Unsubstituted azaferrocene behaves as a 2-electron donor ligand towards metal centres and its coordination chemistry has been the subject of numerous studies. The first complexes (with Pd and Pt) were synthesized by Pyshnograeva et al. (1984 ) but were not then structurally characterized. However, X-ray crystallographic study of trans-bis(azaferrocene)dichloropalladium(II) has been reported recently (Jerzykiewicz et al., 2006 ). Azaferrocene has also been described as a monodendate axial ligand able to coordinate to metal centres in macrocyclic systems such as cobaltoximes and metalloporphyrins (Zakrzewski & Giannotti, 1994 , 1995 ). Best et al. (1991 ) have synthesized and characterized unique examples of cyclometallated azaferrocene complexes. Structural and Mössbauer spectroscopic studies of M(CO)₅ (M = Cr, Mo, W) azaferrocene complexes indicate that azaferrocene acts as a moderate σ-donating and rather weak π-accepting ligand (Silver et al., 1997 ). The W(CO)₅ group has recently been reported to enable Friedel–Crafts acylation reactions of azaferrocenes (Kowalski et al., 2005b ).

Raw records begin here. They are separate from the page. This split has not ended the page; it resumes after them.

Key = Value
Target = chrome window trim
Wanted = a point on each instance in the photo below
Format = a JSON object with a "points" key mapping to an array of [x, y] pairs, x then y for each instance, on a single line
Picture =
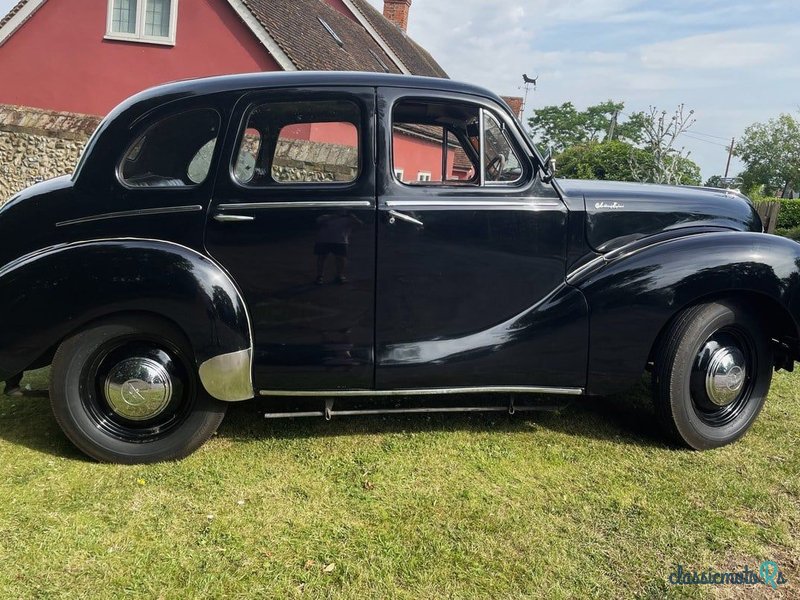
{"points": [[141, 212], [529, 204], [482, 144], [300, 204], [561, 391], [501, 124]]}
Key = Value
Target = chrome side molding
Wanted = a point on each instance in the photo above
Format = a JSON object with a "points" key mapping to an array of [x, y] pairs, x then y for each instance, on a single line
{"points": [[428, 391], [228, 377], [299, 204], [141, 212]]}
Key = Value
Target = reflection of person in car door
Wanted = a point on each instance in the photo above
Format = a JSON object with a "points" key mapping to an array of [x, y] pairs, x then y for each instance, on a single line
{"points": [[13, 386], [333, 237]]}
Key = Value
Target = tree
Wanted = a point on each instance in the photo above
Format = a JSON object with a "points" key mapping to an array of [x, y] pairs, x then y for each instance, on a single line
{"points": [[714, 181], [613, 160], [665, 163], [771, 153], [609, 160], [561, 127]]}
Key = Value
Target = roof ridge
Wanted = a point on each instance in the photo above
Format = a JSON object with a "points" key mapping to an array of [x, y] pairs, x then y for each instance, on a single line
{"points": [[395, 56], [261, 22], [377, 20]]}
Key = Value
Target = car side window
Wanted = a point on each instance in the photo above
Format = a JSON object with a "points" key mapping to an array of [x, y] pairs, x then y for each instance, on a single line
{"points": [[501, 163], [449, 143], [173, 152], [304, 142]]}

In contrast to the well known coordination chemistry of unsubstituted azaferrocene ligands, the coordination behaviour of its derivatives is still an underdeveloped area. However, chelate complexes of bisazaferrocene with Ni and Pd (Salo & Guan, 2003 ) and azaferrocenylimines with Ni (Watanabe, 2005 ) have recently been described and proven to be catalysts in olefin polymerization.

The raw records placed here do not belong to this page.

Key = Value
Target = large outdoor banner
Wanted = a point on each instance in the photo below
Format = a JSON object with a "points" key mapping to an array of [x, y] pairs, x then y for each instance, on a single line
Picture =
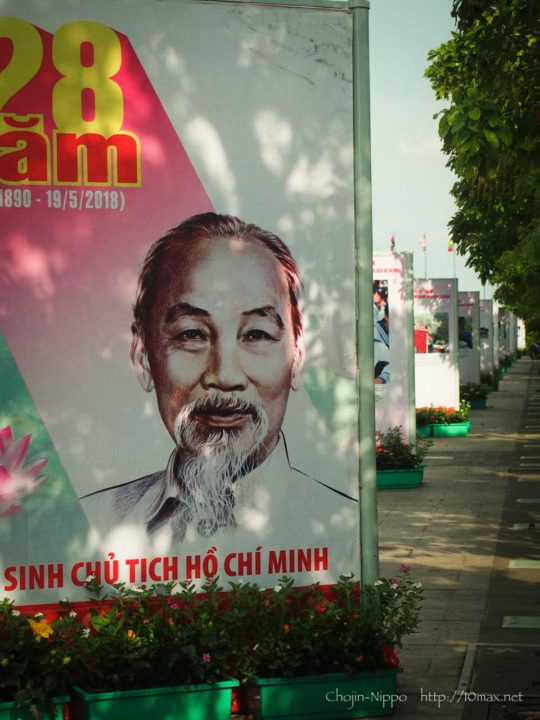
{"points": [[192, 415], [393, 339], [487, 339], [436, 342], [469, 336]]}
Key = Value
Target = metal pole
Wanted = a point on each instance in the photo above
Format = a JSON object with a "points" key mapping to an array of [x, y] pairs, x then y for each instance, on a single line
{"points": [[363, 237]]}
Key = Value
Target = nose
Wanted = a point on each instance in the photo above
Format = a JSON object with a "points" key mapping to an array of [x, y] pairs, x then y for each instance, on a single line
{"points": [[224, 371]]}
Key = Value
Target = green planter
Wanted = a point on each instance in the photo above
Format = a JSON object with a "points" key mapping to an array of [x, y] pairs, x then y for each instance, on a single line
{"points": [[424, 430], [8, 711], [326, 697], [452, 429], [398, 479], [189, 702]]}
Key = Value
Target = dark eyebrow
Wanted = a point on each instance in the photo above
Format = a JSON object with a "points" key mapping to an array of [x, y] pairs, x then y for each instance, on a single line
{"points": [[266, 311], [179, 310]]}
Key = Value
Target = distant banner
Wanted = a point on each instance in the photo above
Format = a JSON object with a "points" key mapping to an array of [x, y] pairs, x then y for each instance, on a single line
{"points": [[487, 338], [193, 415], [435, 340], [393, 345], [469, 337]]}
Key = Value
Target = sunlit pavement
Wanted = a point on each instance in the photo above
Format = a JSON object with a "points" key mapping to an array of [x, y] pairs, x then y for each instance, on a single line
{"points": [[471, 535]]}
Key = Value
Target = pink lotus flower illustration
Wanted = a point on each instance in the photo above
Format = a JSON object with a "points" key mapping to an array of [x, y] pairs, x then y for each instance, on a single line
{"points": [[16, 479]]}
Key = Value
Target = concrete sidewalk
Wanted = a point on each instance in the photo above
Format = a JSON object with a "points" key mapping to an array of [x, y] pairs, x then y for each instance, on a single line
{"points": [[470, 534]]}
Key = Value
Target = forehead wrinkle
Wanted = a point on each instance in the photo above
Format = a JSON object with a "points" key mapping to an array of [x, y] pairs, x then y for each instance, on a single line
{"points": [[266, 311]]}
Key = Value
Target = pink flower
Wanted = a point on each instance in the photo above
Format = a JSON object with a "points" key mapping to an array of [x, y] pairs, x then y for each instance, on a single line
{"points": [[16, 479]]}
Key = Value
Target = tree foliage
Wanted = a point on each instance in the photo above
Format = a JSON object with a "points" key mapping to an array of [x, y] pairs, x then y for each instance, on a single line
{"points": [[488, 72]]}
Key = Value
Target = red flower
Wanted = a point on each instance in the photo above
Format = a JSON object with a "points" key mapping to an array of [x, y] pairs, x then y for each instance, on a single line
{"points": [[389, 656]]}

In the course of our studies on the coordination behaviour of azaferrocene derivatives possessing a second donor atom (P, S or Se) in the side chain we examined the reaction of ligand (1) with photochemically generated [W(CO)₅]THF (see reaction scheme). Rather than the expected product (1)-W(CO)₄, we isolated the rather unstable title complex, (I) (Fig. 1). The X-ray structural analysis of (I) showed the azaferrocenyl unit to have adopted an eclipsed geometry, the two five-membered rings being staggered by only ca 60° (and inclinated by ca 40°). The N-bound W atom W2 is only slightly (ca 0.06 Å) out of the pyrrole plane. The four carbonyl groups on W2 that are cis to N1 adopt a staggered conformation with respect to the C₄N ring. There are no intermolecular interactions of note.

Figure 1
The molecular structure of (I)

showing displacement ellipsoids at the 50% probability level. H atoms have been omitted.

Experimental

Ligand (1) was synthesized by the reaction of lithiated 2,5-dimethylazaferrocene with dimethyl disulfide according to a literature procedure (Kowalski & Zakrzewski, 2004 ; Kowalski et al., 2005a ). W(CO)₆ (200 mg, 0.56 mmol) was then dissolved in THF (50 ml) and was photolysed with a 400 W high-pressure mercury lamp for 30 min. Ligand (1) (130 mg, 0.50 mmol) was added to the photolyte and the resulting solution was stirred at 323 K for 3 h. Removal of solvent gave a red–brown oil which was subjected to column chromatography (eluent: chloroform/hexane (50:2)). Evaporation of the solvent then afforded (I) as an orange solid in 38% yield (172 mg). Crystals of (I) suitable for X-ray analysis were obtained by slow diffusion of hexane into a concentrated solution of the complex in dichloromethane.

Crystal data

[W₂Fe(C₅H₅)(C₇H₁₀NS)(CO)₁₀]
M_r = 908.96
Monoclinic, P 2₁ /c
a = 19.3188 (2) Å
b = 9.5893 (1) Å
c = 14.2096 (2) Å
β = 99.795 (1)°
V = 2594.01 (5) Å³
Z = 4
D_x = 2.327 Mg m⁻³
Mo Kα radiation
μ = 9.53 mm⁻¹
T = 173 (2) K
Block, orange
0.16 × 0.13 × 0.09 mm

Data collection

Oxford Diffraction Xcalibur3 CCD diffractometer
ω scans
Absorption correction: analytical [CrysAlis RED (Oxford Diffraction, 2006 $[Oxford Diffraction (2006). CrysAlis CCD and CrysAlis RED. Versions 1.171. Oxford Diffraction Ltd, Abingdon, Oxfordshire, England.]$ ), based on Clark & Reid (1995 )] T_min = 0.275, T_max = 0.470
26034 measured reflections
8556 independent reflections
7621 reflections with I > 2σ(I)
R_int = 0.028
θ_max = 31.5°

Refinement

Refinement on F²
R[F² > 2σ(F²)] = 0.025
wR(F²) = 0.063
S = 1.08
8556 reflections
335 parameters
H-atom parameters constrained
w = 1/[σ²(F_o²) + (0.0357P)² + 2.3697P] where P = (F_o² + 2F_c²)/3
(Δ/σ)_max = 0.001
Δρ_max = 2.98 e Å⁻³
Δρ_min = −1.32 e Å⁻³

H atoms were placed in geometrically idealized positions and constrained to ride on their parent atoms with C—H distances in the range 0.95–0.98 Å. For methyl H atoms, U_iso(H) = 1.5U_eq(C); for all other H atoms, U_iso(H) = 1.2U_eq(C). The highest peak and deepest hole in the residual electron density are located 1.06 Å and 0.43 Å, respectively, from W2.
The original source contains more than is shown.